Background
Colorectal cancer (CRC) is a complex malignancy characterized by diverse molecular profiles, clinical outcomes, and limited precision in prognostic markers. Addressing these challenges, this study utilized multi-omics data to define consensus molecular subtypes in CRC and elucidate their association with clinical outcomes and underlying biological processes.
Methods
Consensus molecular subtypes were obtained by applying ten integrated multi-omics clustering algorithms to analyze TCGA-CRC multi-omics data, including mRNA, lncRNA, miRNA, DNA methylation CpG sites, and somatic mutation data.
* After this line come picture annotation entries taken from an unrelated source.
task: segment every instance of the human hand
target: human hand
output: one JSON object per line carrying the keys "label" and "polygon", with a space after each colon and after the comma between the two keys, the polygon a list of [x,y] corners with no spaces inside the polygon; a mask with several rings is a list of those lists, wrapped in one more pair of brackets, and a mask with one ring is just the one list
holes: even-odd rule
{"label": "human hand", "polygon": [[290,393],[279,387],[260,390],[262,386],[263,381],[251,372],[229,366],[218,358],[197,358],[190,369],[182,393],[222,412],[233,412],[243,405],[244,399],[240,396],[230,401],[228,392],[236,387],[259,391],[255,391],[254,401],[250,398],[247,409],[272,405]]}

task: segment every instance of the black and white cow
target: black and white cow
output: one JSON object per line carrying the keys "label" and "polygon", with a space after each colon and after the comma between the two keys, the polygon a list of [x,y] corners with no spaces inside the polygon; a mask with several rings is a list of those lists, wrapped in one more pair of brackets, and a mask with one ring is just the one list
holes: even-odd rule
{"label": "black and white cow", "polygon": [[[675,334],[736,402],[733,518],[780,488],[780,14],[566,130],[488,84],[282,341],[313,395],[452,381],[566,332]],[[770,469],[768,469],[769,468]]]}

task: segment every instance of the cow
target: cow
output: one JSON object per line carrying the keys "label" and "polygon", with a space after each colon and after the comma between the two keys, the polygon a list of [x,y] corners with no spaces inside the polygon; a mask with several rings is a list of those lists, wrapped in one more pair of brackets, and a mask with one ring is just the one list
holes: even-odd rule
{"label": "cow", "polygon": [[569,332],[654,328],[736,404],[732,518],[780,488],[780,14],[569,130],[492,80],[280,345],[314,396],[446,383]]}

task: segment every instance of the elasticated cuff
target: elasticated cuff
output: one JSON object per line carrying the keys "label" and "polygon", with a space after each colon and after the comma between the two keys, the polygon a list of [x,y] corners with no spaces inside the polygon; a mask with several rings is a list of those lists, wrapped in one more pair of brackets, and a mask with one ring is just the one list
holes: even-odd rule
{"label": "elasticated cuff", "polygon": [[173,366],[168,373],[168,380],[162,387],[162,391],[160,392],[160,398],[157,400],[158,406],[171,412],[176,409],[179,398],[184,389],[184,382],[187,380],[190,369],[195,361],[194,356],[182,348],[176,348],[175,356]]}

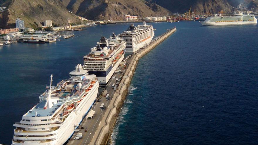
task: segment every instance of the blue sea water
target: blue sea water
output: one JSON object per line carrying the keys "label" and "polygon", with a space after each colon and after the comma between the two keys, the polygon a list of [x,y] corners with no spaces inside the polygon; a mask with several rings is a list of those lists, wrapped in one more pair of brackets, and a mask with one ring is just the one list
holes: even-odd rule
{"label": "blue sea water", "polygon": [[[155,37],[174,26],[169,23],[152,24],[157,29]],[[102,36],[118,34],[130,24],[88,28],[74,32],[74,37],[50,44],[18,43],[0,47],[0,144],[11,144],[13,123],[19,122],[38,102],[39,96],[49,85],[50,74],[53,85],[69,78],[69,72],[83,63],[83,56]]]}
{"label": "blue sea water", "polygon": [[[48,85],[68,73],[103,35],[129,24],[99,25],[50,44],[0,48],[0,144]],[[173,35],[139,61],[112,138],[116,144],[258,142],[257,25],[203,27],[153,23]]]}
{"label": "blue sea water", "polygon": [[258,27],[180,22],[140,59],[113,144],[257,144]]}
The association of subtypes with prognoses, enrichment functions, immune status, and genomic alterations were further analyzed. Next, we conducted univariate Cox and Lasso regression analyses to investigate the potential prognostic application of biomarkers associated with multi-omics subtypes derived from weighted gene co-expression network analysis (WGCNA). The function of one of the biomarkers MID2 was validated in CRC cell lines.
Results
Two CRC subtypes linked to distinct clinical outcomes were identified in TCGA-CRC cohort and validated with three external datasets. The CS1 subtype exhibited a poor prognosis and was characterized by higher tumor-related Hallmark pathway activity and lower metabolism pathway activity. In addition, the CS1 was predicted to have less immunotherapy responder and exhibited more genomic alteration compared to CS2. Then a prognostic model comprising five genes was established, with patients in the high-risk group showing substantial concordance with the CS1 subtype, and those in the low-risk group with the CS2 subtype. The gene MID2, included in the prognostic model, was found to be correlated with epithelial–mesenchymal transition (EMT) pathway and distinct DNA methylation patterns. Knockdown of MID2 in CRC cells resulted in reduced colony formation, migration, and invasion capacities.
Conclusion
The integrative multi-omics subtypes proposed potential biomarkers for CRC and provided valuable knowledge for precision oncology.